2. Number of iterations: the number of iterations was increased to a maximum of 500 in order to ensure that the “mixture.GaussianMixture” function always converged. This avoids the warning that sometimes appeared indicating that the function did not converge. This was because the likelihood increase of GMM training is still bigger than the threshold of sklearn default setup when the final iteration of GMM training.
3. Number of gaussians: initially, it started with 8 gaussians, which considering the changes and improvements described above, reported an accuracy at the time of evaluating the method of 77.50%. It should be noted that these improvements are being carried out in noisy conditions. Once having said reference measure, different values of gaussians were tested:
Gaussians | Accuracy |
---|---|
2 | 70,62% |
20 | 80,62% |
70 | 67,50% |
120 | 70,00% |
170 | 57,50% |
As we can see, there seems to be a peak in which the accuracy as a function of the number of Gaussians is greater, which is located around 20. From which, as much as if we increase or decrease the Gaussian number, this accuracy decreases. Therefore, if we had to choose a value for the number of Gaussians, it should be around 20, since it is the value that reports the higher accuracy.
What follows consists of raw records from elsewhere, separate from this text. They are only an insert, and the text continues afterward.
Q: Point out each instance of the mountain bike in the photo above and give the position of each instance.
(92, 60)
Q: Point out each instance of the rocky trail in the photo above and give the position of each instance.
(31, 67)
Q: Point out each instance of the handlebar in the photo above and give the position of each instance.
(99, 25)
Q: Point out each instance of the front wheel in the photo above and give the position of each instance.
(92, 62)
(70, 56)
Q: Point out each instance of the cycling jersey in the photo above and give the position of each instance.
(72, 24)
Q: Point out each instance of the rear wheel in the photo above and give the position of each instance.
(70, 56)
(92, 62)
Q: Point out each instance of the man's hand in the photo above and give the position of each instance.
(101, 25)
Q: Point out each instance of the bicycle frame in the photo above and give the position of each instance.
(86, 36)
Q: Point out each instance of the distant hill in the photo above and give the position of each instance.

We can conclude that we have managed to increase the accuracy of the method in noisy conditions considerably with the improvements. The results show that the accuracy in noisy conditions was almost doubled, achieving an acceptable value by identifying speakers in the method. We realized there are still more features and variables that could have been considered and included, but it was decided to include those that are most relevant and that could be extracted through the "lebrosa" library. We consider this practice to be an extremely useful and practical application in the treatment and recognition of sounds.